Ansonsten halt ab und an mal was bei ebay. Aber das wars dann auch schon bei mir.


----------



## Michael-Miggi (11. April 2007)

Teslatier am 09.04.2007 21:29 schrieb:
			
		

> [x] kommt drauf an.
> 
> CDs kauf ich mir ab und an über Amazon Marketplace. Da die bei Saturn oder MM oft 5/6€ teurer sind. Wenn sie die dann überhaupt haben. Manch seltene(re) CD gibts nämlich nur über Marketplace und dazu noch relativ günstig.
> 
> Ansonsten halt ab und an mal was bei ebay. Aber das wars dann auch schon bei mir.

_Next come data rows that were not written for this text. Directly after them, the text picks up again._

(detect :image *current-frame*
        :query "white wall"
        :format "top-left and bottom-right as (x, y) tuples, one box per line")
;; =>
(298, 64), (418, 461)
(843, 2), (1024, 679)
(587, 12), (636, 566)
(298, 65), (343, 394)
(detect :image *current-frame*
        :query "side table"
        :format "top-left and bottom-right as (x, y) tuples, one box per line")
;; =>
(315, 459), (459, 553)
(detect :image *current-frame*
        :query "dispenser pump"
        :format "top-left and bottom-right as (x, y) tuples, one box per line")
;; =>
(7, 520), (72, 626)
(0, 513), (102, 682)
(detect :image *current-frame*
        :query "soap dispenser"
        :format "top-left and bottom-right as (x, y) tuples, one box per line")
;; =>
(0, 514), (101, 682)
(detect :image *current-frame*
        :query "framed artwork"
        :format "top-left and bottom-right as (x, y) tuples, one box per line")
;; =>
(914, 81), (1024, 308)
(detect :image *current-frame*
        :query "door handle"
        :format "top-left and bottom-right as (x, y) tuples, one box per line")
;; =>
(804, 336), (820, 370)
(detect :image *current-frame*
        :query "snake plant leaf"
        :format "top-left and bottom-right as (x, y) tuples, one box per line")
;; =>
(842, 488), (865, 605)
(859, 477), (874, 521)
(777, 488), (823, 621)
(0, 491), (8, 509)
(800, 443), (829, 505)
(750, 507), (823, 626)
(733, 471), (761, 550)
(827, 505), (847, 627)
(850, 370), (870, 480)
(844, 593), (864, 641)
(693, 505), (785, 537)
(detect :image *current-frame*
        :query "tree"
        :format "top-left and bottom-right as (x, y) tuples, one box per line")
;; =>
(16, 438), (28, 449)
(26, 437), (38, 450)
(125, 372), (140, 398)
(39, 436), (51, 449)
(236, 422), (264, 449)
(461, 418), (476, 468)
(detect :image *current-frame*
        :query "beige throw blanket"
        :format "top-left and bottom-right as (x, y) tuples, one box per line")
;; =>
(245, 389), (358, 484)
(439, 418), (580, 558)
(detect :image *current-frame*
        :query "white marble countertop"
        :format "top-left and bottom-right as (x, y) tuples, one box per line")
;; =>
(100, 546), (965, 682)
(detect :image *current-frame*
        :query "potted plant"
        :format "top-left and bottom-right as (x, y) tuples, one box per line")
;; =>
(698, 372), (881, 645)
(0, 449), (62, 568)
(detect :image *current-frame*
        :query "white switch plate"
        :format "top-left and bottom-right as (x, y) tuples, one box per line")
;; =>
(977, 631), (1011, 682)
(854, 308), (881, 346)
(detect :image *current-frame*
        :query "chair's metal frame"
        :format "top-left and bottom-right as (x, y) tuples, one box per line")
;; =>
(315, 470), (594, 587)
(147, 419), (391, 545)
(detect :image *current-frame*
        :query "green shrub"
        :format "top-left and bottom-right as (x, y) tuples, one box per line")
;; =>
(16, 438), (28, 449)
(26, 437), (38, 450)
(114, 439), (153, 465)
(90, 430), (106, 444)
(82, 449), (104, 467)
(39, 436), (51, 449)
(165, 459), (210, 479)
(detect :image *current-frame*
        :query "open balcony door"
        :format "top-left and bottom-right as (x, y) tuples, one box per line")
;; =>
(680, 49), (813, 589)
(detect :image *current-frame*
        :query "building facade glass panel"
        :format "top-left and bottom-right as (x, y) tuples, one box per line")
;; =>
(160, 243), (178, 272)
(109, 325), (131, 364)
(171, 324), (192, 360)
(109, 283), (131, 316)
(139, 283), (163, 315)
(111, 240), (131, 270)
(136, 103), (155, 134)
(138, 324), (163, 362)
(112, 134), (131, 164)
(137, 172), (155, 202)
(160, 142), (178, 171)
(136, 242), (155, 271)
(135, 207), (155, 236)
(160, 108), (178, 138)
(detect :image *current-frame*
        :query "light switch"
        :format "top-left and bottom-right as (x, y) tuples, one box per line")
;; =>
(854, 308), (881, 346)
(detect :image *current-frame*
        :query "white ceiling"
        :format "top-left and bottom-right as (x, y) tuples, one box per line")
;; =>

Kommt bei mir auch darauf an was! Computersachen bestell ich oft im Internet aber meine Leberkassemmel kauf ich doch noch im Laden... Irgendwie etwas zu ungenau die Umfrage oder? (Auch wenn man sich denken kann wie ihr es meint.)


----------



## xyxmgxyx (13. April 2007)

hab hier nen ftten computerladen in der nähe, atelco, da geh ich eigentlich alles fürn pc kaufen. super service und beim umtauschen noch nie probleme gehabt. dazu spart man sich auch versandkosten und den ärger der damit verbunden ist (gut die preise sind natürlich nich so gut wie in onlineshops, aber da hört man auch öfter von probs beim umtausch defekter ware).

bei mir is da auch die hemmschwelle größer was wegzuschicken. bei geräten mit nem geringen kaufwert überlegt man sich ob man das teil wegschickt, oder sich lieber für 20€ neu kauft. 
wenn mans beim händler um die ecke gekauft hat dann geht man halt fix zur information im laden und macht ratzfatz die reklamation ohne viel trara)


----------



## ananas45 (13. April 2007)

Nur große Sachen, die sich lohnen - in der Nähe bei mir sind auch viele Computershops. 
Wär ja dämlich im Internet was für 10€ zu kaufen und nochmal 10€ Versand zu bezahlen


----------



## Lordghost (16. April 2007)

ch wohn jetzt zwar ned in der Pampas (Nürnberg), aber hab bis jetzt online alles billiger bekommen 
Also ein ganz klares:
[x] Ja, ich kaufe fast alles über Internetshops.

Blub


----------